Devant leurs partisans respectifs, Rachida Dati et Emmanuel Grégoire ont livré jeudi leurs ultimes arguments. La campagne pour la mairie de Paris entre dans sa phase décisive, alors que les intentions de vote restent extrêmement resserrées. Aucun scénario ne semble exclu à l’issue du premier tour, rendant les recompositions de l’entre-deux-tours potentiellement déterminantes.

Au Cirque d’Hiver, Emmanuel Grégoire, candidat d’une union de la gauche excluant La France insoumise, s’est adressé à une foule nombreuse. Il a mis en garde contre ce qu’il a présenté comme une convergence objective entre la droite traditionnelle et les formations d’extrême droite. Selon lui, cette dynamique vise à s’emparer de la capitale pour peser sur l’échéance présidentielle de 2027. Il a réaffirmé son refus de toute alliance avec le camp de Sophia Chikirou, la candidate LFI, dont il espère qu’elle ne franchira pas le seuil du second tour.

Quelques kilomètres plus loin, à l’Elysée Montmartre, Rachida Dati a appelé à la mobilisation pour un « vote utile ». La candidate du parti Les Républicains et du MoDem a exhorté les électeurs du centre et de la droite à se rassembler derrière sa candidature pour empêcher, selon ses termes, l’arrivée au pouvoir d’une « gauche radicale ». Elle a toutefois réitéré son refus catégorique de tout accord avec la candidate de Reconquête, Sarah Knafo, jugeant son programme incompatible avec les attentes des Parisiens.

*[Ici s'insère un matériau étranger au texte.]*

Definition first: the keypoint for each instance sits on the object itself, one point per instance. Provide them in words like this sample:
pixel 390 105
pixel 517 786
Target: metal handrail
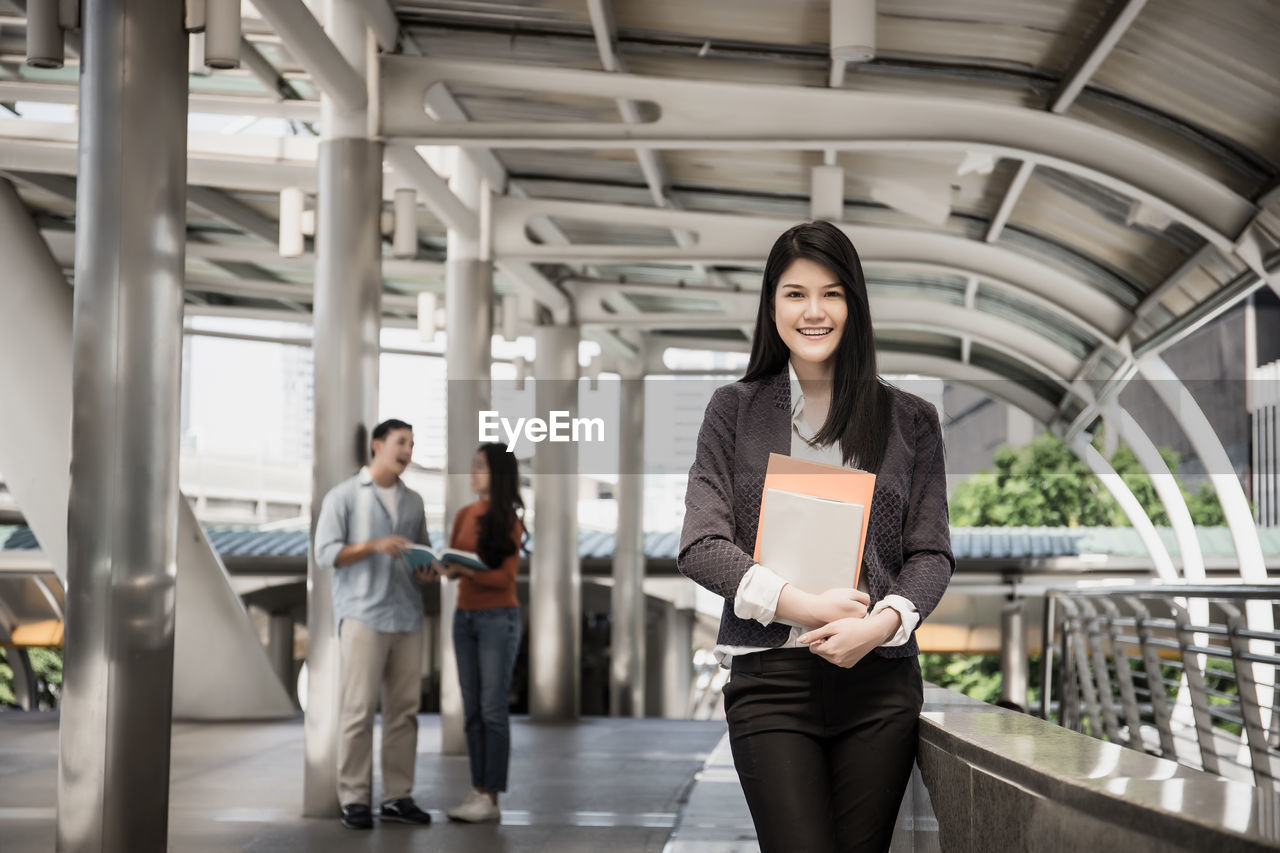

La campagne a été marquée par des polémiques récurrentes, notamment sur la gestion des activités périscolaires. Emmanuel Grégoire, ancien premier adjoint de la maire sortante Anne Hidalgo, a promis une rupture totale et des résultats rapides. Dans un contexte de forte fragmentation de l’électorat, la stratégie du candidat Pierre-Yves Bournazel, qui se présente comme une « troisième voie » et refuse de se rallier à l’un ou l’autre des deux favoris, ajoute une incertitude supplémentaire. L’issue du scrutin semble désormais suspendue à la capacité des principaux candidats à convaincre, dans les dernières heures, un électorat encore indécis.